Dalam al-Qur’an dan kamus bahasa, redaksi kata “ba-syâ-ra-t” digunakan untuk dua sifat berita, suka dan duka. Berita gembira dan berita gundah. Makna salah satu dari kedua sifat berita ini akan menjadi jelas dengan memperhatikan beberapa indikasi yang ada.
Penggunaan kata basyârat yang digunakan dalam al-Qur’an adalah untuk berita duka. Hal ini merupakan sejenis kiasan atau tahakkum. Artinya bahwa tiada yang dapat diberikan kepada mereka selain azab; karena nasihat dan wejangan tidak lagi membekas dalam hati-hati orang-orang kafir dan para penyembah berhala, Allah Swt berfirman kepada Rasulullah untuk menyampaikan azab pedih dan kesudahan yang menyedihkan bagi mereka.
Dalam al-Qur’an dan kamus bahasa, redaksi kata “ba-syâ-ra-t” digunakan untuk dua sifat berita, suka dan duka.[1] Berita gembira dan berita gundah. Makna salah satu dari kedua sifat berita ini akan menjadi jelas dengan memperhatikan beberapa indikasi yang ada.
Kata basyârat sendiri tidak disebutkan dalam al-Qur’an namun derivasinya dinyatakan dalam al-Qur’an seperti, busyra, “Wamâ ja’alahulLlâh illa busyrâ lakum.”[2] Kata busyrâ dalam ayat-ayat ini dan semisalnya bermakna sebagai berita dan kabar gembira.
Adapun kata basysyir dalam al-Qur’an disebutkan dengan dua makna basyârat; berita gembira dan berita gundah. Misalnya pada ayat “Bassyirlladzina âmanû wa ‘amilû al-shâlahihât anna lahum jannâtin tajri min tahtiha al-anhâr”[3] Kata bassyir pada ayat ini bermakna berita gembira dan kabar yang menyenangkan.

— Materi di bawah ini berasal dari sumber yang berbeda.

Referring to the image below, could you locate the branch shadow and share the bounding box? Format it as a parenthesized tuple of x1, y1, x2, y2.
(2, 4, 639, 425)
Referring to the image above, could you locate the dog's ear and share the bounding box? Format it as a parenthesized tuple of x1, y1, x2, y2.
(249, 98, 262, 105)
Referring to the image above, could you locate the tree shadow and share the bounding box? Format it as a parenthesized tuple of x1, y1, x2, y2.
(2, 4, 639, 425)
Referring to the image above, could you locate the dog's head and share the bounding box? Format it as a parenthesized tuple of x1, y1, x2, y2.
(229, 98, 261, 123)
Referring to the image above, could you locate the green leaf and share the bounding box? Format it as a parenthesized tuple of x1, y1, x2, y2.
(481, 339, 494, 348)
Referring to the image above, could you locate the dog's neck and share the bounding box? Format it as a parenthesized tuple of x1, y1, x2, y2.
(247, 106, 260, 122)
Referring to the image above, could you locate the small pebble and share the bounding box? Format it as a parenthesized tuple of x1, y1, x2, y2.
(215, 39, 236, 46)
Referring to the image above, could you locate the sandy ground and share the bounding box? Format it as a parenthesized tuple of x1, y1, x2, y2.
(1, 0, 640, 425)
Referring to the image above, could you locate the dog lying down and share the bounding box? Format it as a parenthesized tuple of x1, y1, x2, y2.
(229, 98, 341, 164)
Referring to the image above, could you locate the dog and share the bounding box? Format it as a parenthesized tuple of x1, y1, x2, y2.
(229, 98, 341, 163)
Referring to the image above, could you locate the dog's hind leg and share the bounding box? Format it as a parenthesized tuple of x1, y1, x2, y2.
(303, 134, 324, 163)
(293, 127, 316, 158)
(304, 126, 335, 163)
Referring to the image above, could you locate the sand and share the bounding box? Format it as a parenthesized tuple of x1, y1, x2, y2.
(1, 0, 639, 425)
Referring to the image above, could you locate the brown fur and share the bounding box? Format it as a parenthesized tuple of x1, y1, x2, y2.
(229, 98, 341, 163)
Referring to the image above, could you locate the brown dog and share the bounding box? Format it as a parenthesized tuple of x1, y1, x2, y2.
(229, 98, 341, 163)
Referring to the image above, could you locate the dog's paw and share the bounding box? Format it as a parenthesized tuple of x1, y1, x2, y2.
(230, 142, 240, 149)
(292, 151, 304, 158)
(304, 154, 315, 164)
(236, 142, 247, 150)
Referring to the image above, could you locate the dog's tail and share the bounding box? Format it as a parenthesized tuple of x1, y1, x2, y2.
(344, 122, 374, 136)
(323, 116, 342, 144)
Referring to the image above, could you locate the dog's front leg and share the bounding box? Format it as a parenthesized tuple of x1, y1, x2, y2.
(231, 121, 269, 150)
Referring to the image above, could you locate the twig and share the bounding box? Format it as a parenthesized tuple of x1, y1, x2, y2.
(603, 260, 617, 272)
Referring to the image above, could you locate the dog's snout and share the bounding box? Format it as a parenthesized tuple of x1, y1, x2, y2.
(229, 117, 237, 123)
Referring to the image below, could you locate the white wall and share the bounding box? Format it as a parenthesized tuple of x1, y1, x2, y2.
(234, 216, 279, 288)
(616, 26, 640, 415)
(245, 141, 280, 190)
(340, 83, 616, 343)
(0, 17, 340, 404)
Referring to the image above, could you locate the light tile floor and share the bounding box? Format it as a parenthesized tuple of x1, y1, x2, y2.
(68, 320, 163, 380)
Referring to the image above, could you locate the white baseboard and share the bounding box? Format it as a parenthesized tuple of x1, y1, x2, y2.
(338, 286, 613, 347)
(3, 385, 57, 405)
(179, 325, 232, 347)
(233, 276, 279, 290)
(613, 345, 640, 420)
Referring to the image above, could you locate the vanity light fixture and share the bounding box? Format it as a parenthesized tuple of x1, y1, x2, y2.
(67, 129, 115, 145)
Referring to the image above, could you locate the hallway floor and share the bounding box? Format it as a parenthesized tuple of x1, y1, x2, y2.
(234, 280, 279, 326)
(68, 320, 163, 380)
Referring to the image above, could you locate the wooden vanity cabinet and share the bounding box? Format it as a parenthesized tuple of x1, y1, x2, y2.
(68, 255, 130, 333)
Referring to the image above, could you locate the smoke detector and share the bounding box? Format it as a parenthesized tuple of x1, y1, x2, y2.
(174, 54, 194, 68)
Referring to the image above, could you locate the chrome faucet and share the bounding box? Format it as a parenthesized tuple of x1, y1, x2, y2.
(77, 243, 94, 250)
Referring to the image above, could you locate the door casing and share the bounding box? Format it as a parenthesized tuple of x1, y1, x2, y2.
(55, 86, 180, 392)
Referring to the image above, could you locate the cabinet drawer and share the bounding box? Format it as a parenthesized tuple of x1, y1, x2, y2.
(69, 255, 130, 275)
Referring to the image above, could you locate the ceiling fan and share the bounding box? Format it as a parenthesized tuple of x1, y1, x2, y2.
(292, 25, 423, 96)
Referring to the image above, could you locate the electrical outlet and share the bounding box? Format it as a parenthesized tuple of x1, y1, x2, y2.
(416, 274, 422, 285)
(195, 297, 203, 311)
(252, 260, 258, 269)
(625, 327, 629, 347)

Kemudian pada ayat, bassyir al-munâfiqina bianna lahum ‘adzâban alîmâ”[4] dan “fabassyir biadzâbin alîm”[5] Pada ayat-ayat ini, kata bassyir bermakna berita duka yang digunakan adalah sejenis bahasa kiasan atau tahakkum artinya tiada sesuatu yang lain bagi mereka selain azab.[6] karena nasihat dan wejangan tidak lagi membekas dalam hati-hati orang-orang kafir dan para penyembah berhala, Allah Swt berfirman kepada Rasulullah untuk menyampaikan azab pedih dan akhir yang menyedihkan bagi mereka. Penggunaan kata basyârat ini di sini adalah sejenis celaan dan menyalahkan orang-orang kafir.[7]
[1]. Sayid Ali Akbar Qarasyi, Qâmus Qur’ân, jil. 1, hal. 194, Dar al-Kutub al-Islamiyah, Teheran, Cetakan Keenam, 1371 S; Fakhruddin Tharihi, Majma’ al-Bahrain, Riset oleh: Sayid Ahmad Husaini, jil. 3, hal. 221, Kitabpurusyi Murtadhawi, Teheran, Cetakan Ketiga, 1375 S.
[2]. “Dan Allah tidak menjadikan pemberian bala bantuan itu melainkan sebagai kabar gembira bagi (kemenangan)mu.” (Qs. Ali Imran [3]:126)
[3]. “Dan sampaikanlah berita gembira kepada orang-orang yang beriman dan berbuat baik bahwa bagi mereka disediakan surga-surga yang sungai-sungai mengalir di bawahnya.” (Qs. Al-Baqarah [2]:25)
[4]. “Berikanlah berita gembira kepada orang-orang munafik bahwa mereka akan mendapat siksaan yang pedih.” (Qs. Al-Nisa [4]:138)
[5]. “Maka berilah kabar gembira kepada mereka dengan azab yang pedih.” (Qs. Al-Insyiqaq [84]:24)
[6]. Qâmus Qur’ân, jil. 1, hal. 194; Majma’ al-Bahrain, jil. 3, hal. 221.
[7]. Sayid Muhammad Husain Husaini Hamadani, Anwâr Derâkhsyân, Riset oleh Muhammad Baqir Behbudi, jil. 18, hal. 62 & 63, Kitabpurusyi Luthfi, Teheran, Cetakan Pertama, 1404 H; Nasir Makarim Syirazi, Tafsir Nemune, jil. 26, hal. 319, Dar al-Kutub al-Islamiyah, Teheran, Cetakan Pertama, 1374 S.